FX Daily: Maneuvering between US bond yields and equities

Tighter monetary bias in a slowing growth environment
Philip Wee24 Sep 2021
    Photo credit: Unsplash Photo

    DXY moved into a higher trading range of 93.0 to 93.5 from 92.3 to 92.9 over the past fortnight. Although US initial jobless claims increased a second week, the US 10-year treasury yield spiked above its 100-day moving average to 1.43% in the overnight session, up from 1.36% last Friday. At its FOMC meeting on 22 September, the Fed signalled that it could taper asset purchases from November to mid-2022 and hike rates in 4Q22. While Wall Street rebounded on Thursday, the three major stock indices – Dow, S&P 500 and Nasdaq Composite – could still post monthly declines this month. In this environment, JPY and to a lesser extent CHF will be vulnerable to rising US bond yields. Other major currencies such as GBP and AUD will be more sensitive to stock market fluctuations.


    The deadline to suspend the US federal debt ceiling is coming up on 30 September. The White House has advised federal agencies to prepare for a government shutdown in the new fiscal year that starts on 1 October. Republicans in the Senate are expected to block the stopgap spending bill passed earlier by House Democrats to keep the government open until 3 December. The extraordinary measures by the US Treasury Department in August will run out of funds in October. Theoretically, a US debt default is considered negative for the USD. On the other hand, a default could also be positive for the greenback first. The Treasury and Moody’s warned that a default could be dire for the US economy, and by extension the world economy.

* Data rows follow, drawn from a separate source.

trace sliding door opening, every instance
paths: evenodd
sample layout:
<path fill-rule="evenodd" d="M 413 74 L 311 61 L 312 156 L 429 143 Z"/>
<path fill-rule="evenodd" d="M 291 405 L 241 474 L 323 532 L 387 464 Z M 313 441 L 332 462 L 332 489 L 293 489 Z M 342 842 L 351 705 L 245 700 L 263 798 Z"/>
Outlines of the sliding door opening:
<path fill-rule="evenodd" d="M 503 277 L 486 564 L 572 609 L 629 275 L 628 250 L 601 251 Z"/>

More so now that China is grappling with a potential fallout from Evergrande. 


    GBP bounced off 1.36 for the third time in three months. The rebounds in July and August were capped at 1.40 and 1.39 respectively and is likely to be lower again around 1.38 this time around. The market is pricing in a 15bps rate hike by the Bank of England in February 2022. At its monetary policy committee meeting on Thursday, the BOE expects inflation to temporarily exceed 4% in 4Q21 and hold through 2Q22. The committee voted 9-0 to keep the bank rate unchanged at 0.10% and 7-2 to keep the gilt purchase target unchanged at GBP875bn. The BOE is also worried about slower growth from the end of the pandemic jobs furlough scheme for 1.6 million people. GfK consumer confidence fell from -8 in August to -13 in September, its worst level since April. Retail sales contracted for four straight months to August.